No dia 12 de maio, o último estágio desse ataque contra as prostitutas entrou em cena, tornando ilegal trabalhar nas ruas. A prostituição de rua é geralmente o degrau mais baixo da escada do trabalho sexual, então é compreensível que o movimento tenha causado alvoroço nas organizações sociais e nos grupos de ativismo como o 15M. Porra, quando você mexe com o meio de sobrevivência de gente que já não tem quase nada, o que é que eles vão fazer?

Sendo assim, as garotas que apareceram no protesto tinham muito pouco em comum com a Julia Roberts. Fora a horda de jornalistas, a multidão era formada por mulheres chegando aos 50, e transexuais. As travas, como já era de se esperar, eram as mais divertidas.
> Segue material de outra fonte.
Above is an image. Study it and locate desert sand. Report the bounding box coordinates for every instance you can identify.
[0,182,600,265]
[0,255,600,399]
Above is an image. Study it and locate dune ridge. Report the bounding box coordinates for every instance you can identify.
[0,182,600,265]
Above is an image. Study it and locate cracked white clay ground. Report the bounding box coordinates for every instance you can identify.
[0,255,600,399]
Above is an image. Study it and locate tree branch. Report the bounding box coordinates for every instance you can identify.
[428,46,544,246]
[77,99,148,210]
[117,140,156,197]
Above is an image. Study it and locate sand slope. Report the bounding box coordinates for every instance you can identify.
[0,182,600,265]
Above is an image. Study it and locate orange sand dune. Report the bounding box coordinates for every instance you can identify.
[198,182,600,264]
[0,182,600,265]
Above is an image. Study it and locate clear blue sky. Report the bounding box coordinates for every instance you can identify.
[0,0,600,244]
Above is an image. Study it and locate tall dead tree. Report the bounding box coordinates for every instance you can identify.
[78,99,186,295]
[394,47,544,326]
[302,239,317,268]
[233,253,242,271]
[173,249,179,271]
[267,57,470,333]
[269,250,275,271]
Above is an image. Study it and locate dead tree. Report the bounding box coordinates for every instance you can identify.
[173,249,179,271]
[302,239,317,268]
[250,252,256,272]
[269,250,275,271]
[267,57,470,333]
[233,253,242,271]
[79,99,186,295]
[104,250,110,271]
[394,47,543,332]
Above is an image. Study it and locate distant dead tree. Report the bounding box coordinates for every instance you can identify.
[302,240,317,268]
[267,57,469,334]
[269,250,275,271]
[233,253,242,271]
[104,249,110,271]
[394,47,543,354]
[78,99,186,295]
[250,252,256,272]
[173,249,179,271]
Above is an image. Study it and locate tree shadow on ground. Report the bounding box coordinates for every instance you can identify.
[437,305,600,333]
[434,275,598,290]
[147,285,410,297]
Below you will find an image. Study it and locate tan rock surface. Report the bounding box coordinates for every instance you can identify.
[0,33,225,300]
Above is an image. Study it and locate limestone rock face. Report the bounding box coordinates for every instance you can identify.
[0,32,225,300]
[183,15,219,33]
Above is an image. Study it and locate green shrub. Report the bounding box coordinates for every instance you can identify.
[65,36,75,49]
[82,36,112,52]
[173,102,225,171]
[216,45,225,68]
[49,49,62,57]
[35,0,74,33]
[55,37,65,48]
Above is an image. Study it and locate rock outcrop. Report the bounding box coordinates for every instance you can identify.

Kika, uma loira platinada com o rosto marcado de cicatrizes de espinha, comandava um megafone e passou a marcha toda gritando slogans como “Prefiro ser puta que político”. O que ela fez muito bem, aliás. “Eu era do coral da igreja quando criança”, ela me disse com um piscadinha.
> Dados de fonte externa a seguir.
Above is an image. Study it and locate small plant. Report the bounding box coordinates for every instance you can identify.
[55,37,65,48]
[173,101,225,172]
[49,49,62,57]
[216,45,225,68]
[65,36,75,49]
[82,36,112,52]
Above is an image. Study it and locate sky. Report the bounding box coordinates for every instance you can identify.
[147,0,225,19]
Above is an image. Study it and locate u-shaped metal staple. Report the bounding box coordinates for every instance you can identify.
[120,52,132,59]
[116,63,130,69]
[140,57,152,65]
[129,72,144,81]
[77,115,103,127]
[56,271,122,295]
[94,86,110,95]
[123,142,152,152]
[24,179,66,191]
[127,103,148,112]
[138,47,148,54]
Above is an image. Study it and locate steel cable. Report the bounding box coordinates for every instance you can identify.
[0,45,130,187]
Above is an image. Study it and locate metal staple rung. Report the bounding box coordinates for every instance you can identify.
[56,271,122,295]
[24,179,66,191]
Kika é só uma das muitas prostitutas que trabalham com a Genera, uma instituição sem fins lucrativos que tem criado laços com a comunidade de trabalho sexual de Barcelona há décadas. Beatriz também estava na marcha, ela é uma escritora transexual que chegou em Barcelona em 1989 e que “já trabalhou com tudo. Nas ruas, em hoteis…”. E ainda trabalha? “Faço o que tenho que fazer.”

Seu livro de 2009, Manifesto de Putas, é uma crítica pós-estruturalista à situação encarada pelas prostitutas na Espanha. Nele ela culpa justamente as estruturas de poder que legitimam a discriminação contra o que ela entende como “o direito individual de fazer o que quiser com o próprio corpo”. Ela também comenta as mudanças pelas quais Barcelona passou nos últimos dez anos. “O centro da cidade está cheio de turistas”, ela diz. “Dez anos atrás, as pessoas iam a um bar gay e todo mundo se misturava — ricos, pobres, turistas. Agora tudo está mais chato.”

Ela também tem pouca paciência com a hipocrisia da prefeitura. “Eles dizem que não querem prostitutas nas ruas, mas para os americanos aqui é como Las Vegas. Eles vêm para cá para trepar. Se não houvesse demanda, nós não estaríamos fazendo isso."